Titanic

So today’s the day. Belfast hopes that the new Titanic Centre will do for Belfast what the Guggenheim Museum has done for Bilbao.

And not just Belfast. Southampton too – and of course Cobh in the far south of Ireland which was the final point of departure of Titanic on her voyage to America. Here in Ireland, it became something of a nostalgia-fest – an opportunity to revisit the story of Irish emigration to the US. I’m old enough to remember being taken to see the big ships calling in Cork Harbour and to get a flavour of what emigration meant in the 1950’s

You probably haven’t read the speech of President Michael D Higgins in Cobh. He is an elected President – but above politics. So this is in my view a brave and magnificent statement of what has happened in Ireland. No whimsy or nostalgia. Just a sharpness which shames other political and church leaders ..

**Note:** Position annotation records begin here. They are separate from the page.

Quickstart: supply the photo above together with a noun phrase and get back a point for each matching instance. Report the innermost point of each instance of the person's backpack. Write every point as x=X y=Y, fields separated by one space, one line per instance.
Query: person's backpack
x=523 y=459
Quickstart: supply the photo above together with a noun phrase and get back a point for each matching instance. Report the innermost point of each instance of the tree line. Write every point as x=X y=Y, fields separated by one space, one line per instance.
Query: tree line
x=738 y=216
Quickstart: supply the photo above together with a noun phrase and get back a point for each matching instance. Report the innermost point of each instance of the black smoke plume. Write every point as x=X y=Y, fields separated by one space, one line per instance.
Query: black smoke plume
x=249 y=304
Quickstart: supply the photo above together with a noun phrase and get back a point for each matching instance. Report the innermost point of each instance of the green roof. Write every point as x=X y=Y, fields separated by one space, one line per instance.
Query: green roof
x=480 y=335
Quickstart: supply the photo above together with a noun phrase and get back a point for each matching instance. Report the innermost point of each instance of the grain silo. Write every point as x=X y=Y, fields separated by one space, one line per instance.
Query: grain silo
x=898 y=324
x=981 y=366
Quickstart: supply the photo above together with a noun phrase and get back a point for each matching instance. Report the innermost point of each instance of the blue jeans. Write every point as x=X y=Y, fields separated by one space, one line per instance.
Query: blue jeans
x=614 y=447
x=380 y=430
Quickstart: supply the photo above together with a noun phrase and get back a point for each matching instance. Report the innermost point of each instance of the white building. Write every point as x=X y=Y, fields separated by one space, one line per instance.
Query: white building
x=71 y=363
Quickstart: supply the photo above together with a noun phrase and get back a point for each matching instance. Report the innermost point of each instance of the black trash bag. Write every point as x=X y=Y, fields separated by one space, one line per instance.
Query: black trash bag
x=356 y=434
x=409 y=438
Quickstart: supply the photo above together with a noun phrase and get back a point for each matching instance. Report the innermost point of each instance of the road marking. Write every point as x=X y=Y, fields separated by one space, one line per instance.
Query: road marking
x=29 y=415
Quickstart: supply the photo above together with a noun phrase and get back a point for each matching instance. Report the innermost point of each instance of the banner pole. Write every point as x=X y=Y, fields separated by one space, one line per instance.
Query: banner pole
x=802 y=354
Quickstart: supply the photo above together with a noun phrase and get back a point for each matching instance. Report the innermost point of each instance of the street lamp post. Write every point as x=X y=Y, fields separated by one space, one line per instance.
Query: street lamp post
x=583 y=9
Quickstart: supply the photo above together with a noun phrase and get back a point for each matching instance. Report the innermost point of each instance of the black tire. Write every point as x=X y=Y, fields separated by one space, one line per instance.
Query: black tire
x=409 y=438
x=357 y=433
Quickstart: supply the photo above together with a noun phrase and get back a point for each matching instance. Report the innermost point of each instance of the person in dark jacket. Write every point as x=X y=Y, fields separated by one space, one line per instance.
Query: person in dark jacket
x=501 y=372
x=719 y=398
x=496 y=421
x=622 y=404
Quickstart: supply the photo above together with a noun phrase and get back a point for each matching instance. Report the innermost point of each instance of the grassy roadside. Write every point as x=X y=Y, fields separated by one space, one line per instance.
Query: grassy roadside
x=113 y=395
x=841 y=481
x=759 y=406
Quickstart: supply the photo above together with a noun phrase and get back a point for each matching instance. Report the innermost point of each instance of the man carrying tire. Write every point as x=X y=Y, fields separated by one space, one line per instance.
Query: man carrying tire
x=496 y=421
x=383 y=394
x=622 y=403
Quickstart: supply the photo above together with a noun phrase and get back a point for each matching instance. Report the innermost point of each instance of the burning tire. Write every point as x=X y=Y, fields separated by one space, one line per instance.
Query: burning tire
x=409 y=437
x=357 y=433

‘We in our time have experienced the sense of crisis which occurs when something deemed unsinkable – in our case a speculative economy – is confounded not only by circumstance and error but by the hubris which accompanied belief in what proved to be an irrational version of the economic. In addition to those who are materially impacted by the crisis, it leads to a collective loss of confidence, a questioning of previously unchallenged assumptions and an erosion of trust in institutions. In the humbling aftermath of that crisis, there is not only an opportunity to learn but a requirement to reflect – to address the erroneous assumptions that led to failure, to mobilise support around an alternative vision for our Republic and to put ourselves on course for a future which is sustainable and embraces us all as equal citizens.’